Nephrogenic systemic fibrosis (NSF) is a recently described, highly debilitating and sometimes fatal disease occurring in patients with renal failure (Cowper et al., 2000). A causal link between NSF and gadolinium chelates (GC) used as contrast agents for magnetic resonance imaging has recently been proposed, on the basis of retrospective analyses (Grobner, 2006, Marckmann et al., 2006). GC are small molecular weight, extracellular space markers that enhance tissue contrast on MR T1-weighted images by shortening the T1 relaxation time. They are widely used to enhance the diagnostic efficacy of MRI for the detection and characterisation of lesions and for the evaluation of perfusion and flow-related abnormalities (Bellin et al., 2003).
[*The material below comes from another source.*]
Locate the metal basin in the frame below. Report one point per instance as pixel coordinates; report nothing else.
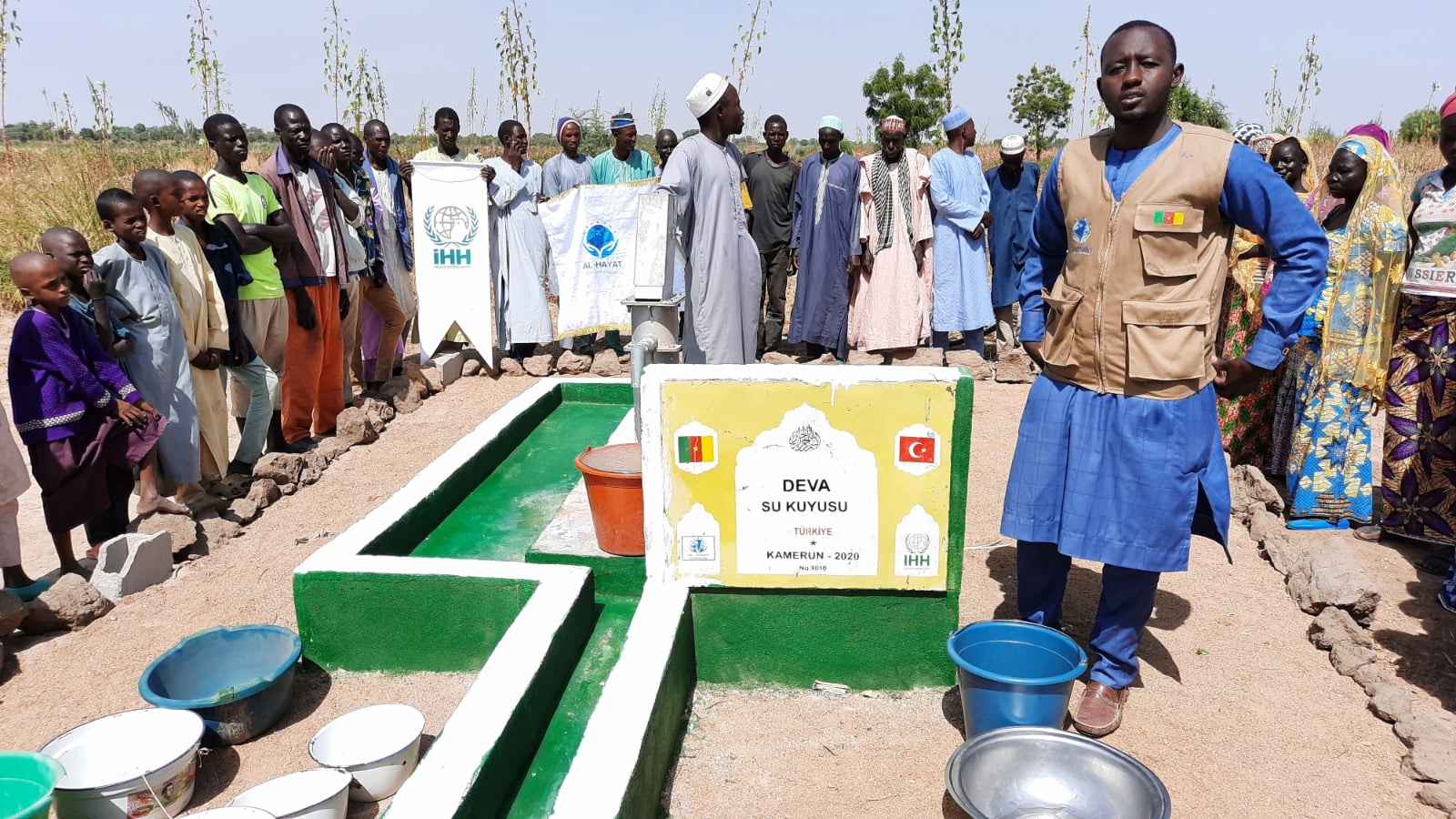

Two categories of GC are currently used: (a) “macrocyclic” chelates where Gd is “caged” in a pre-organized cavity of the polyamino-polycarboxylic ligand, and (b) “open-chain” (or “linear”) chelates (Fig. 1). GC are currently administered in about 30% of clinical MRI procedures. It is estimated that about 20 millions of procedures involving injected CA were performed worldwide in 2005 (Idée et al., 2006). These agents are administered intravenously concomitantly with the MRI procedure and are excreted unchanged by passive glomerular filtration. Their plasma elimination half-life is about 1.5 h in healthy volunteers but may exceed 30 h in patients with renal insufficiency (Joffe et al., 1998).

The link between NSF and GC has raised a considerable amount of interest. This review of the literature is designed to critically discuss the numerous hypotheses that have been proposed to explain the mechanism of NSF and to propose other putative pathways.

The classical Medline and Excerpta Medica databases were used to prepare this review.